Ancêtres (II). Racisme ou pas, parmi les aïeux d’Erika et de son frère, «de l’innu, on en a des deux bords» (p. 136), du côté maternel comme du paternel.

Beau-père. Il n’y a pas que le famille d’Erika Soucy dans les Murailles. Un des ouvriers du chantier aurait été — le conditionnel est de mise — le gendre de Jacques Brault. Le récit d’une beuverie chez ce poète (p. 57-58), avec Pauline Julien et Roland Giguère, est hautement comique (et improbable).

Langue maternelle. La langue d’Erika Soucy est fortement oralisée, pleine d’anglicismes et de régionalismes (l’adverbe «astheure», l’adjectif «chouenneux», le substantif «fait-ben», le groupe verbal «faire la job»), nourrie de jurons (dont un «criff», forme plus rare que d’autres). Dans sa famille, on parle le français québécois.

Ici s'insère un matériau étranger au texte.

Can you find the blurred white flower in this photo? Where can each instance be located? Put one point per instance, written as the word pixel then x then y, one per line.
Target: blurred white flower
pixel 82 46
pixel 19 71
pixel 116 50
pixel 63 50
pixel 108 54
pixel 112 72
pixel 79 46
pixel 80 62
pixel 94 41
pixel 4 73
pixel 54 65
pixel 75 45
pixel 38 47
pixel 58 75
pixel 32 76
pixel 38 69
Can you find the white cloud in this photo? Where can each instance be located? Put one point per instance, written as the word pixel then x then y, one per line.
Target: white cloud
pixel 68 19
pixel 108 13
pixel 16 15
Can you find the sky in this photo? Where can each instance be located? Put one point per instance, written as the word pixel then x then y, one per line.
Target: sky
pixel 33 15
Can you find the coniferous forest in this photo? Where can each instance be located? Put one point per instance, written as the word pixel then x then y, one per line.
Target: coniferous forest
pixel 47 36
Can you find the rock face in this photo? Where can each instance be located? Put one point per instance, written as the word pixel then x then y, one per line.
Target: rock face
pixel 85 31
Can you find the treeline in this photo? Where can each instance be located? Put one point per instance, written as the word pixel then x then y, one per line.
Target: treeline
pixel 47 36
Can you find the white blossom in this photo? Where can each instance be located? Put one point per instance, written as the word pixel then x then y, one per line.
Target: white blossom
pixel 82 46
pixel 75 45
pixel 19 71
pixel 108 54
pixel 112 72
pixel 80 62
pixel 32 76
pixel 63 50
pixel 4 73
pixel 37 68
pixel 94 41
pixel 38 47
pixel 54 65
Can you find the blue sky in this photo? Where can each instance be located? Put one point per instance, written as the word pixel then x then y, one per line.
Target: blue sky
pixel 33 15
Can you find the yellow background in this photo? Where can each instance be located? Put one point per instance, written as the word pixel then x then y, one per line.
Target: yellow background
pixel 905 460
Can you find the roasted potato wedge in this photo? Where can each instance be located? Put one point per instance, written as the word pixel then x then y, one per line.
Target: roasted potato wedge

P.-S. — L’auteure a beau pratiquer une langue verte, elle sait que la locution conjonctive après que commande l’indicatif, non le subjonctif (p. 54, p. 136). On a des lettres ou on n’en a pas.

 

Référence

Soucy, Erika, les Murailles, Montréal, VLB éditeur, 2016, 150 p.

Accouplements 46

Marquis de Bièvre, Calembours et autres jeux sur les mots d’esprit, éd. 2000, couverture

(Accouplements : une rubriquel’Oreille tendue s’amuse à mettre en vis-à-vis deux œuvres, ou plus, d’horizons éloignés.)

Le marquis de Bièvre connut brièvement la gloire au XVIIIe siècle pour son art du calembour. Exemple, tiré des Bièvriana éditées par Antoine de Baecque en 2000 :

Il avait fait planter six ifs dans un bosquet de son jardin, pour y faire prendre le café aux dames qui dînaient chez lui. Là, il leur disait : Mesdames, entendez-le comme vous voudrez, mais voici l’endroit décisif (des six ifs) (p. 127).

Dans la livraison du 13 mars 2016 de l’émission Des Papous dans la tête de France Culture («Les Papous fêtent la francophonie»), un roman interactif a été présenté. Extrait du chapitre rédigé par Lucas Fournier :

— Capitaine, capitaine, nous voici à l’endroit décisif.
— Décisif ? Mais qu’est-ce que vous me chantez là, Marius ? Je vois qu’un If, le nôtre, le château d’If.
— Décisif, parce que nous somme en panne d’essence, insiste Marius.

P.-S. — C’est notamment du marquis de Bièvre que s’est inspiré Patrice Leconte dans le film Ridicule (1996).

P.-P.-S. — Dominique Muller, dans le chapitre qui suit celui de Lucas Fournier, évoque Julie de Lespinasse. C’est une autre histoire.

 

Référence

Bièvre, François-Georges Maréchal, marquis de, Calembours et autres jeux sur les mots d’esprit, Paris, Payot & Rivages, 2000, 155 p. Édition établie et présentée par Antoine de Baecque.